One concept I’ve touched on with many of my pillars and “bad guy quotes” since we started the podcast a year and a half ago is “Utility.” It’s a concept that is used in economics fairly regularly but I don’t think that the average citizen has a real firm grasp on what it truly is. And after doing a bunch of research, there doesn’t even seem to be a good resource anywhere that I have found that talks about what it philosophically means. All of the economics blogs and articles I’ve read delve too quickly into how to quantify it and fun graphs and calculations. So I wanted to take a pillar and really dive deeply into what it means. I don’t even know if the way I look at it is truly the proper way to describe it, but it’s one of those concepts that is really worth thinking about because you can apply it to so many situations to make a little more sense of why things cost what they cost, and how much value we derive from things.

It’s almost more of a psychological concept than economic, at least the way I see it, and can be applied to many situations that help us better understand why things are the way they are.

“Utility” is the measure of satisfaction we gain from consuming something. Now a while back, Perek did a great pillar about money and how it’s an indicator of value, but there are some problems with using cost and prices to determine the value of things. One of the biggest problems is that price is a crappy way to measure our satisfaction because everyone’s preferences and what money means to people is different. A $100,000 car would give me a larger amount of satisfaction than it would for Bill Gates. A $3.00 hamburger means a lot less to me than it would for a starving kid from India. You get the picture.

Taken even a step further, the satisfaction we derive from something changes even for a single person based on our circumstances. An ice cold beer provides more satisfaction for me, for instance, after I’ve just mowed the lawn on a 100 degree day, than the 9th beer I have at the end of a night of partying. So even though that beer “costs” the same in both situations, the first beer after mowing the lawn is “worth” more to me than that 9th one. The lawn beer has more “utility.”
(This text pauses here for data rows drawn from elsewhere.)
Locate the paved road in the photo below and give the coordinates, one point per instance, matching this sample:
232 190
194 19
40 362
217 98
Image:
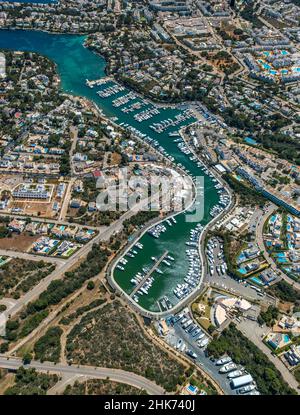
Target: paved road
259 238
116 375
31 257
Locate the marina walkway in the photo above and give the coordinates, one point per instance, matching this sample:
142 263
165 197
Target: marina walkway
155 266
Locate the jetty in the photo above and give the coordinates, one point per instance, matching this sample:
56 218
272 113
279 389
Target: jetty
149 273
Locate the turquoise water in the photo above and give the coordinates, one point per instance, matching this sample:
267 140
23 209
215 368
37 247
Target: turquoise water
75 64
250 140
31 1
257 280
You also can’t measure satisfaction of less tangible things with money. The feeling of satisfaction I get from a sunny, crisp fall day is not something that I could easily attach a monetary value to, but it definitely still has “value.” So it’s helpful to have a concept like utility to talk about our relative satisfaction.

Economists even have units that they can measure utility with, and they came up with the creative name of “Utils.” Using utils is a meaningful way to quantify these abstract concepts like a sunny day, or a cold beer. That lawn beer might be worth 100 “utils” whereas that 9th beer at the end of the night  might be worth only 5 utils to me. Heck, if that beer gives me a hangover the next morning, I might even say that it has “negative utility” and I could assign a value of -10 because it detracted from my overall sense of satisfaction and well-being.

So these utils are a fun thing to play around with and economists love drawing graphs that have utility curves. I don’t like to get too crazy with trying to quantify these abstract concepts, but as an example, I could draw a beer utility curve that describes how much I value each beer as I consume them during a night. It would rise steeply at first, but with each successive beer I drink, the “Marginal Utility” of each beer gets less and less until it finally goes negative when I’ve had too much. So the fact that “at the margin” each beer is worth less to me, is the concept you might hear called “Diminishing Marginal Utility.”

So that’s as deep as I care to get right now in terms of really trying to quantify it. But again, “utility” offers us a way to talk meaningfully about our preferences.

Once we have a good understanding, (To use a term from my college calculus professor, “you can feel it in your guts”) the real power of utility is to start talking about the utility of money. So just like having a beer gives me a certain amount of satisfaction, so too, does having $5 in my pocket. Why? Because of all the possibilities of stuff I could buy with that $5 that would also give me satisfaction.

A graph of the utility of money would look very much the same as my beer graph, it would be diminishing, but in most cases would always be positive. I get more satisfaction from having my first dollar in my pocket (at the margin) than my one millionth dollar.

So now I have $5 in my pocket and I gain a certain amount of satisfaction (utils) out of, and then there’s the world that has all sorts of goods and services I could buy that would also give me satisfaction if I bought them, like a beer. Let’s say having $5 in my pocket gives me 50 utils. If I am a perfectly rational person, when I see something that will give me more than 50 utils of satisfaction, I will go ahead and buy it.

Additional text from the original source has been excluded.